The report has six recommendations:
  • Maintain, and if possible increase, public service provision. Everyone in Ireland benefits from the ‘public value’ of public spending and most people in Ireland would be better off maintaining public services rather than paying less tax.
  • If the Government wants to cut tax in one area, they should offset it elsewhere. Introducing a third marginal rate of income tax of 48% on incomes above €100,000 would affect less than one in 20 people who pay income tax, but would raise €365 million to pay for public services or tax cuts.
  • Likewise, tax cuts and public services could be funded by reducing Ireland’s high level of non-basic tax reliefs, which cost €9.6 billion in 2010.
  • One equitable tax cut would be to remove a 'step effect’ in the PRSI system. At worst, the current system can require an employer to pay €1,680 to give a low paid employee a net annual raise of just one euro.
  • In terms of income tax changes, increasing tax credits rather than changing the 41% rate or the bands would benefit nearly all workers equally in real terms, although some part-time workers would still not benefit.
  • Lowering the VAT rate by 1% would benefit far more people than income tax cuts.

2 comments:

kirneh98 said...

Hi Nat

I've just finished reading A Defence of Taxation.
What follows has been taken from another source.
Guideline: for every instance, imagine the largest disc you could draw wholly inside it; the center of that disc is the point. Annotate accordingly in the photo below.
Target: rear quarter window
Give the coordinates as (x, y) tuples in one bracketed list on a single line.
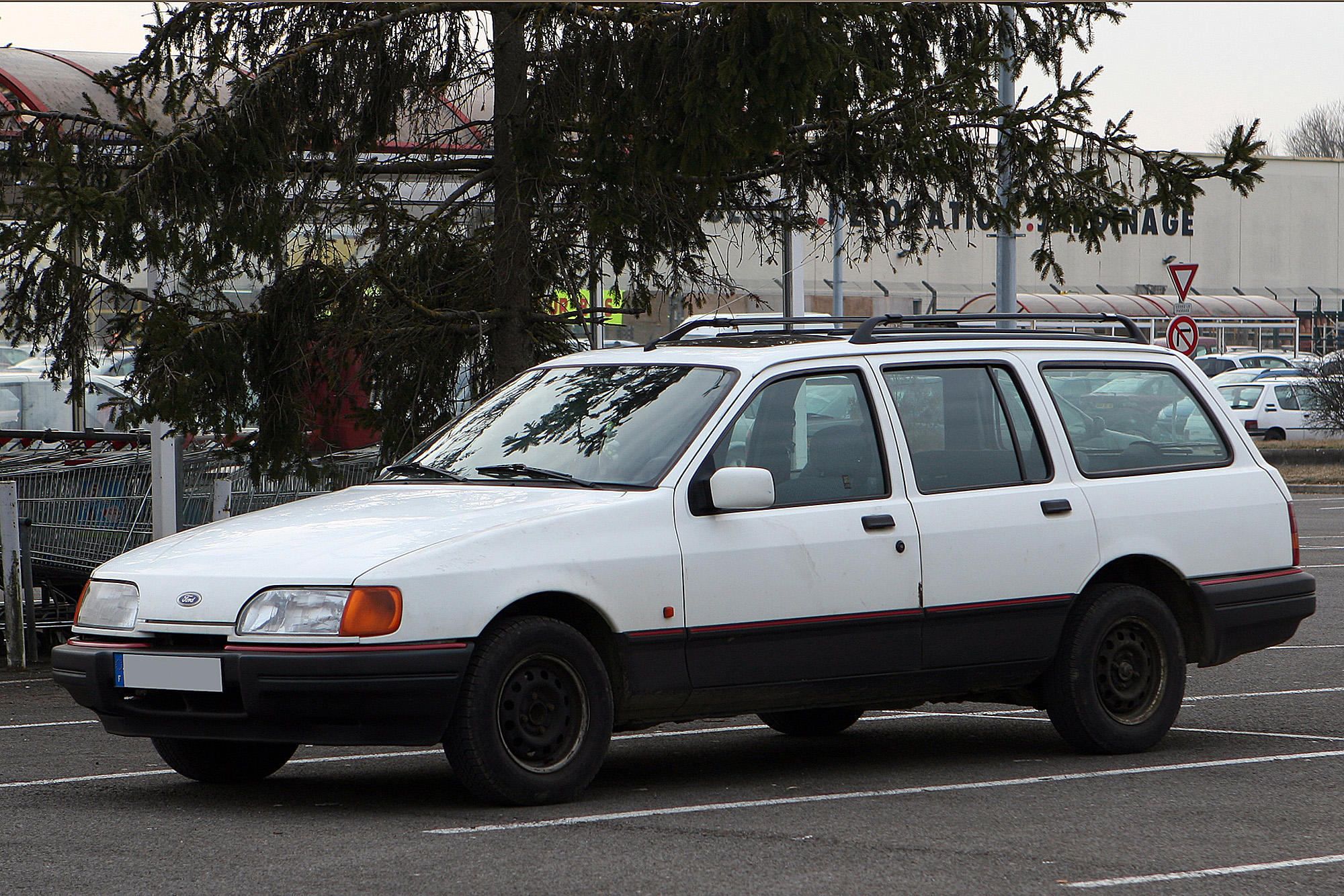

The placing of a monetary value on public services is a really interesting idea and one that public service unions should take up and begin to publicise.

I was wondering though, how would you counter the argument that because of the discrepancy between Ireland's GDP and GNP, comparative tax calculations with EU partners should express our tax revenue and public spending as functions of GNP rather than GDP?

Pat Crowe INTO

Nat O`Connor said...

Hi Pat,

On the public spending side, the TUC commissioned a much more detailed analysis for the UK, here: http://www.tuc.org.uk/sites/default/files/extras/wherethemoneygoes.pdf

On tax, Ireland and Luxembourg have significant differences between GDP v GNP, but % GDP is the standard measure. All economic activity should be eligible for taxation and MNCs in Ireland (responsible for GDP being higher than GNP) also avail of publicly-funded infrastructure, from roads and street lighting, to water, waste, broadband, energy transmission, etc. They also gain from publicly-funded education of their Irish employees. Plus the package they offer employees includes the benefits of Irish public services alongside salary. All in all, there are many reasons to see tax as %GDP.

None of this is to say we should fixate on achieving the 'average' level. On the contrary, we should work out how much the services people want would cost and therefore how much tax is required to provide them. This might result in a lower tax-as-%GDP figure for Ireland than for other countries due to the gap between GNP and GDP. But then again, every country will have their differences - in demographics, sectors of employment, etc. Tax as %GDP is therefore simply a useful comparison, not a benchmark. Especially as we don't have good comparable data on what public services some countries provide while other countries (like Ireland) require people to reach into their own pockets to pay for more of them.

Those who advocate using tax as %GNP are arguing for Irish exceptionalism, which is usually followed by arguments like "it wouldn't work here" or "Irish people wouldn't go for that".